25 Kasım tarihli Hürriyet’in 25.
sayfasında Ertuğrul
Özkök’ün “Ne Güzel Geceydi O Ne Güzel
Bir Umuttu” yazısını okuyunca, hayretten küçük dilimi
yutayazdım.
Özkök bu yazısında, 3 Ekim 2005 günü başlayan Türkiye - AB üyelik
müzakerelerinin önünün açılmasından bütün Türkiyen’in, hatta
Türkiye’nin komşularının duyduklarını ileri sürdüğü sevinci, nasıl
paylaştığını anlatıyor.
Özkök yazısında sevinç gecesi olarak nitelediği ama tarihini
vermediği gece sırasında Abdullah Gül’ün
hepimizin başbakanı olduğunu, Tayyip
Erdoğan’ın da AKP Genel Başkanı olarak, AB üyeliği
konusundaki ısrarı ile hepimizin gönlünde taht kurduğunu
söylüyor.
Yazıda “büyük sevinç gecesi!”nin tarihi verilmediği için
müzakere sürecinin başladığı 3 Ekim 2005’in mi, yoksa Avrupa
Parlamentosu’nun Türkiye ile üyelik sürecini olumlu karşılayan
önergeyi büyük çoğunlukla onayladığı, parlamenterlerin,
ellerindeki “Yes” “Oui” “Ja”, “Si”, “Evet” yazılı
pankartları kameralara sallayarak, gösteri yaptığı günün gecesi mi,
ya da AB ile Başbakan Erdoğan başkanlığındaki Türk heyetinin
müzakere süresinin başlaması konusunda anlaşmaya vardıkları 17
Aralık 2004 gecesi mi kastediliyor belli değil.
Ama yazar bütün ülkenin Brüksel’den gelen haberi beklediğinden söz
ettiğine göre, 17 Aralık 2004’ü kastediyor olsa gerek.
***
Hemen belirtmek isterim ki, bu olaylardan hangisini kastediyor
olursa olsun, o sıralarda Abdullah Gül’ün başbakanlık dönemi sona
ermişti ve Başbakan Tayyip Erdoğan idi.
Ertuğrul Özkök’ün belleğinin azizliğine kurban gitmesinin sonucu
olan yanlışının pek önemli olmadığı söylenebilir.
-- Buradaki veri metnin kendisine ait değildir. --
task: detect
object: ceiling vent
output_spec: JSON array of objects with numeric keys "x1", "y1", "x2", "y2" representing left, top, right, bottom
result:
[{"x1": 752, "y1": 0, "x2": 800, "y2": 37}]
Ama, uzun süre Hürriyet’i yönetmek gibi önemli görevlerde bulunmuş
yılların gazetecisi Ertuğrul Özkök’ün Türk halkının kandırılmasını
amaçlayan bir algı operasyonunu bu kadar kolayca yutup onun bir
parçası haline gelmiş olması son derece vahimdir.